# San Francisco - Running WotC published D&D adventures



## jjk3 (Mar 13, 2007)

Hey everyone,

I'm looking for a few players to run through the WotC published D&D adventures, running from level 1 to level 20. I'm thinking about running the following adventures:

- The Sunless Citadel (lvl 1-3)
- The Forge of Fury (lvl 3-5)
- Red Hand of Doom (lvl 5-12)
- Deep Horizon (lvl 13-15)
- Lord of the Iron Fortress (lvl 15-17)
- Bastion of Broken Souls (lvl 18-20)

I have run the Sunless Citadel before which was fun and played through the Red Hand of Doom which I thought was excellent. I have lots of experience running home brewed stuff, so it's entirely possible at some point that I will throw in my own stuff or heavily customize these adventures.

I'm looking to host the games at my place in the south part of San Francisco (Ingleside) about every other weekend. I'm thinking either Friday nights or Sunday days, depending on works for most of the players. We can switch it up for what ever works for people at the time.

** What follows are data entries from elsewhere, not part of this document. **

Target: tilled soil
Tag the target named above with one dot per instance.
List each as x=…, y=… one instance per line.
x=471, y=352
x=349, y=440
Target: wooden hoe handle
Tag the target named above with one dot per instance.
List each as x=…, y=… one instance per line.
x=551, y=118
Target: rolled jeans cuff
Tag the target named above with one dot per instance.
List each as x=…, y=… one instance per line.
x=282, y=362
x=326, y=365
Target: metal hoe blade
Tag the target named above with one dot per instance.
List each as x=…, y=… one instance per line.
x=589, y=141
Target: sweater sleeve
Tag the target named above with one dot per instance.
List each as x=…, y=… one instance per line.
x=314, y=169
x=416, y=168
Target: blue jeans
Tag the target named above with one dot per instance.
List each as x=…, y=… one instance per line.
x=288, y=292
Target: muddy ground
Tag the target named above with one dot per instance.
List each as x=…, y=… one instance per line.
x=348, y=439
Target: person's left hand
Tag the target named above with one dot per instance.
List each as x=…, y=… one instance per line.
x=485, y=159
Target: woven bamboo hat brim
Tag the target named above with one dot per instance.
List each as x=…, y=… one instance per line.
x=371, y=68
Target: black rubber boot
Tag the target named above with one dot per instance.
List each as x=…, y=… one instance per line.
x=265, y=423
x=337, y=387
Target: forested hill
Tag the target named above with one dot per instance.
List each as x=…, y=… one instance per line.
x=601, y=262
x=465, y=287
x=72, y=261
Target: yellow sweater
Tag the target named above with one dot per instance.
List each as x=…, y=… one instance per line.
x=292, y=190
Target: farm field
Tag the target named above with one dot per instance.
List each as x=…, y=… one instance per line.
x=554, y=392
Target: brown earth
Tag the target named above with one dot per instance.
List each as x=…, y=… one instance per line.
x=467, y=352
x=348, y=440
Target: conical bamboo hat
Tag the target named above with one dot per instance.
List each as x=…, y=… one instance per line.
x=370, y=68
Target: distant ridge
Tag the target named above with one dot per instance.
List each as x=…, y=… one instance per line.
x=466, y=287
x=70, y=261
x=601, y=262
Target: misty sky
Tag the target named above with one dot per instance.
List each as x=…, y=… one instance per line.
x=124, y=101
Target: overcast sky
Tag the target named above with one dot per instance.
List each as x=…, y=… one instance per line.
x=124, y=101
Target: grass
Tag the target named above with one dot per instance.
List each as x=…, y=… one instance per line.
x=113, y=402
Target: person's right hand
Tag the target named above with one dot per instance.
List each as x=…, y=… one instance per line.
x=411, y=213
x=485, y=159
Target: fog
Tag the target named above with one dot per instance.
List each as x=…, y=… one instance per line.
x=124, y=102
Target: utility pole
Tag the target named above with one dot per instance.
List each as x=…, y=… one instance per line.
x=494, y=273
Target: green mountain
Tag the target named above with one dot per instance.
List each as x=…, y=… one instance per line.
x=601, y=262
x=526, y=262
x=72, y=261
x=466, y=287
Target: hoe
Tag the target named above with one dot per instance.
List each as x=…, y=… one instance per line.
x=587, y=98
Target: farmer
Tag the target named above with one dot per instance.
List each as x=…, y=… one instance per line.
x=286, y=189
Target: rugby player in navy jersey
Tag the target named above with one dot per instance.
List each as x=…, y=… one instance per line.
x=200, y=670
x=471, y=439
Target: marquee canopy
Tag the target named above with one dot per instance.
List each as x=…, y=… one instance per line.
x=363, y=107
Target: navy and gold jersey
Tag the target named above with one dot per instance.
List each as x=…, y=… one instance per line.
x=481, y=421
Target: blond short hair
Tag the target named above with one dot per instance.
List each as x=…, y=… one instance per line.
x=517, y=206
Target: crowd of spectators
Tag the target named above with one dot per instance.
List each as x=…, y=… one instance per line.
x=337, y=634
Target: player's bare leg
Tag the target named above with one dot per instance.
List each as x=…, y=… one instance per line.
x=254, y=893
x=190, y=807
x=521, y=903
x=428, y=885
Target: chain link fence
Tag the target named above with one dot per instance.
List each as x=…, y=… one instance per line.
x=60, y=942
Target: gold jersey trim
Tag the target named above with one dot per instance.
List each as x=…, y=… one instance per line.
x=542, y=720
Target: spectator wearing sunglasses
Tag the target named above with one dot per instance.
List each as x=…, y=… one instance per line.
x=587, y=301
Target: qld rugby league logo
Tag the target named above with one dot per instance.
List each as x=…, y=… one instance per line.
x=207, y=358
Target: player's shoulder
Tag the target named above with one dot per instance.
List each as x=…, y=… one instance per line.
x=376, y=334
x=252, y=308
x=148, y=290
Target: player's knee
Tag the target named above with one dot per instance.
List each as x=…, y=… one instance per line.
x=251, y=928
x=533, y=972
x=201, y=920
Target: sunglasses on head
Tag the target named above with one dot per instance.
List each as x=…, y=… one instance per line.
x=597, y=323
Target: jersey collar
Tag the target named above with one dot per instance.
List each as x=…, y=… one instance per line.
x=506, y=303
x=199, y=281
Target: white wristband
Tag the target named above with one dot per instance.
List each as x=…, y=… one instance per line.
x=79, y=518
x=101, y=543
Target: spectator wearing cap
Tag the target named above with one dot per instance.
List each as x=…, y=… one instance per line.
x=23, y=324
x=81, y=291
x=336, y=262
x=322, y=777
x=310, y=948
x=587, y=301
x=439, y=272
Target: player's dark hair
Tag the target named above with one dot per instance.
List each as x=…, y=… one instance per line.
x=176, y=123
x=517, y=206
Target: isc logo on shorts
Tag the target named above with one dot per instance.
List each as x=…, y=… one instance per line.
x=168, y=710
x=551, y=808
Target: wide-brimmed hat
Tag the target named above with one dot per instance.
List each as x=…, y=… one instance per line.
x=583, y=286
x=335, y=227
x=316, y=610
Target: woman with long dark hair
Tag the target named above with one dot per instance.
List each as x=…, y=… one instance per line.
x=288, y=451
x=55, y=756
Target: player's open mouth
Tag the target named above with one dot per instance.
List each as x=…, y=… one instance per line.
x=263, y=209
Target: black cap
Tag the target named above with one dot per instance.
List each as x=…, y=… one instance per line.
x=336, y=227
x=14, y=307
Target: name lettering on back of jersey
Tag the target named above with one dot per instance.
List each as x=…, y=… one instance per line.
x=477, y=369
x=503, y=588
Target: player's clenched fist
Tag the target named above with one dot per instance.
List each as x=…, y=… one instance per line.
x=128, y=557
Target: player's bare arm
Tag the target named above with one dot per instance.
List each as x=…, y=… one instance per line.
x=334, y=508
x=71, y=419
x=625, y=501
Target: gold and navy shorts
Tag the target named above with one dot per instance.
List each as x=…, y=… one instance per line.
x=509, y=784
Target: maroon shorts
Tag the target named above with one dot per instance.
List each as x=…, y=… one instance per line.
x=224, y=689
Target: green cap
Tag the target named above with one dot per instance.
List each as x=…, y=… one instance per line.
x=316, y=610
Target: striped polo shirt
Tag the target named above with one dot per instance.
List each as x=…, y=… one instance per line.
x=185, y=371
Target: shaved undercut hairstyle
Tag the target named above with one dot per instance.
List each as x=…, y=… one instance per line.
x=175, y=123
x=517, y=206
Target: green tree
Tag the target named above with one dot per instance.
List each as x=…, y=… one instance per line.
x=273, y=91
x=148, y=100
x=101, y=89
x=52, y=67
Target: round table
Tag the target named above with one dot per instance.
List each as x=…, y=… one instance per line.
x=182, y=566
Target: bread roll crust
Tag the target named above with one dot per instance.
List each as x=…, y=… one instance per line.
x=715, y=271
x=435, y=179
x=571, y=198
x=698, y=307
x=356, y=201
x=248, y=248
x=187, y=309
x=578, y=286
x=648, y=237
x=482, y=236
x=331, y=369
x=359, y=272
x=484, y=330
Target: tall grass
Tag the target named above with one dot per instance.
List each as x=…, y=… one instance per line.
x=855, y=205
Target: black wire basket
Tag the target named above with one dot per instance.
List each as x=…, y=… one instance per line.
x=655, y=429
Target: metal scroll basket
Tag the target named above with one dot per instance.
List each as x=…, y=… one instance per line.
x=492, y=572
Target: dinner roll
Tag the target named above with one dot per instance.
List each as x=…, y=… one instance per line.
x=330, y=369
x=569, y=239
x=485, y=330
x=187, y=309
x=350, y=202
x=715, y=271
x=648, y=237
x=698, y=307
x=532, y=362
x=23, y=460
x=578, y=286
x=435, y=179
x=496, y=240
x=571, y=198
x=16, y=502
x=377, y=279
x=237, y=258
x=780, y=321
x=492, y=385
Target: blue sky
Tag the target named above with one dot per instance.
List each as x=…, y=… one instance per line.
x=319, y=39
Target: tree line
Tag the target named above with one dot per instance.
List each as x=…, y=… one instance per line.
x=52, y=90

So drop me a line at rpg@jjk3.com if you are a gamer who would love to help me turn these adventures into something more than just a hack and slash dungeon crawl and have not had the pleasure of playing through these adventures. Please let me know your game experience and if you own and/or have read a players hand book (not required, just to get an idea of you experience level).
Reply With Quote


----------



## BLion (Apr 6, 2007)

*Still looking for players?*

If you are still looking I am interested.  Played a lot in mid-80's-early 90's but  not much last 10 years.  Olny intersted in mature play not hack & slash.  Reveiwng v3.5 rules now.  Live down in San Mateo but travel is not a problem.


----------